Тотем и табу. Психология первобытной культуры и религии (Фрейд) - страница 81

Что касается исторической последовательности, то большинство авторов придерживается того взгляда, что тотемизм является более древним институтом, а экзогамия присоединилась позже[54].

Среди теорий, пытающихся объяснить экзогамию независимо от тотемизма, укажем только на некоторые, выясняющие различное отношение авторов к проблеме инцеста.

Макленнан остроумно объяснил экзогамию как остаток нравов, указывающих на имевшее когда-то место похищение женщин. Он высказал предположение, что в первобытные времена всеобщим обычаем было добывать женщин из чужого рода и брак с женщиной собственного рода становился постепенно запретным, потому что был необычным[55]. Мотив для этого обычая экзогамии он искал в недостаточном количестве женщин у примитивных народов вследствие обычая убивать при рождении большинство детей женского пола. Нас здесь не интересует проверка, подтверждают ли фактические обстоятельства предположения Макленнана. Гораздо больше нас интересует довод, что если допустить, что этот автор прав, то все же остается необъяснимым, почему мужчины отказываются и от немногих женщин своей крови и каким образом здесь не принимается совершенно во внимание проблема инцеста.
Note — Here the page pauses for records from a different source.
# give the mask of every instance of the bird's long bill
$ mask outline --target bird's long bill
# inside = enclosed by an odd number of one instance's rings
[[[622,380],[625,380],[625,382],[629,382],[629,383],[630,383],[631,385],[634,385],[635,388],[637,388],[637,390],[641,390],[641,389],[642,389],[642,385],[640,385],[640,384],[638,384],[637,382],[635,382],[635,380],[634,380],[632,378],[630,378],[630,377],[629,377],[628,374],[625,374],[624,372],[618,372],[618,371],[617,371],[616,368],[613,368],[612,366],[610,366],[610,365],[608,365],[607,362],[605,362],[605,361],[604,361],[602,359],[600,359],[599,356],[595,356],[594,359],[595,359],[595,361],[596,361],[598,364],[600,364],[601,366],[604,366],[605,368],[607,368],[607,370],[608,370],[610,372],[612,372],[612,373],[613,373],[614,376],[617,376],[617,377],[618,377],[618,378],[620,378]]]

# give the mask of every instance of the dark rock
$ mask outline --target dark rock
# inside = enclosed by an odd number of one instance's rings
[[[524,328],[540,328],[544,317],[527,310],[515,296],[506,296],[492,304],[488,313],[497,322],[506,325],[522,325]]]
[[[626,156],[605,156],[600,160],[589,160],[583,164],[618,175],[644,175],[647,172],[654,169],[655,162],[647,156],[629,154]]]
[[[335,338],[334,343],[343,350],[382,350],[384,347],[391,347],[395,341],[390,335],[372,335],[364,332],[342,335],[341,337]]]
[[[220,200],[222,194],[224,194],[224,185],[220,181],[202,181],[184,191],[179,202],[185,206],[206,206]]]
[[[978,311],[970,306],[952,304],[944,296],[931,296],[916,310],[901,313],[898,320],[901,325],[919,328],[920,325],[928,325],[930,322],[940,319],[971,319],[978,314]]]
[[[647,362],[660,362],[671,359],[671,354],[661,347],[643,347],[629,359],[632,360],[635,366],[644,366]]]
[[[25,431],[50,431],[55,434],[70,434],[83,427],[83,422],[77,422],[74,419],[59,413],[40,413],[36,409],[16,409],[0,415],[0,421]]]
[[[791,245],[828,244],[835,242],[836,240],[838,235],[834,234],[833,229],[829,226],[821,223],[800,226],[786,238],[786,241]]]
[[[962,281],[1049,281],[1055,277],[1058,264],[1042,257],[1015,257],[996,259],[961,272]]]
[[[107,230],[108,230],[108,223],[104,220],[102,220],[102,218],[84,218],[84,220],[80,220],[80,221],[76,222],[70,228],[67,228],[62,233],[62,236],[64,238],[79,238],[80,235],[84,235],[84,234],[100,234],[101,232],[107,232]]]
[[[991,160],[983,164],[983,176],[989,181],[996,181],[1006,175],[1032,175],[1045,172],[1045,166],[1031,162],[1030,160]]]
В противоположность этому и, очевидно, с большим правом другие авторы понимали экзогамию как институт для предупреждения инцеста.

Если окинуть взглядом постепенно возрастающую сложность ограничений брака, то приходится согласиться с взглядом Моргана, Фрэзера, Хоувитта, Балдуина, Спенсера, что эти учреждения носят целесообразный преднамеренный характер («deliberate design» по Фрэзеру) и что они должны достичь того, к чему они действительно стремились. «Нет других путей, которыми возможно было бы во всех деталях объяснить эти системы, в одно и то же время такие сложные и такие точные».

Интересно заметить, что первые ограничения, достигнутые введением брачных классов, касались сексуальной свободы младших поколений, т. е. инцеста между братьями и сестрами и сыновьями и их матерями, между тем как инцест между отцом и дочерью прекратился только благодаря дальнейшим мероприятиям.

Но объяснение экзогамического ограничения сексуальности преднамеренным законодательством ничего не дает для понимания мотива, создавшего эти институты. Откуда берется в конечном результате боязнь инцеста, в которой приходится признать корень экзогамии? Очевидно, недостаточно для объяснения боязни инцеста ссылаться на инстинктивное отвращение к сексуальному общению с кровными родственниками, т. е. на факт боязни инцеста, если социальный опыт показывает, что наперекор этому инстинкту инцест – вовсе не редкое событие даже в нашем обществе, и если исторический опыт знакомит со случаями, в которых предписанием требуется инцестуозный брак для лиц, пользующихся преимущественным положением.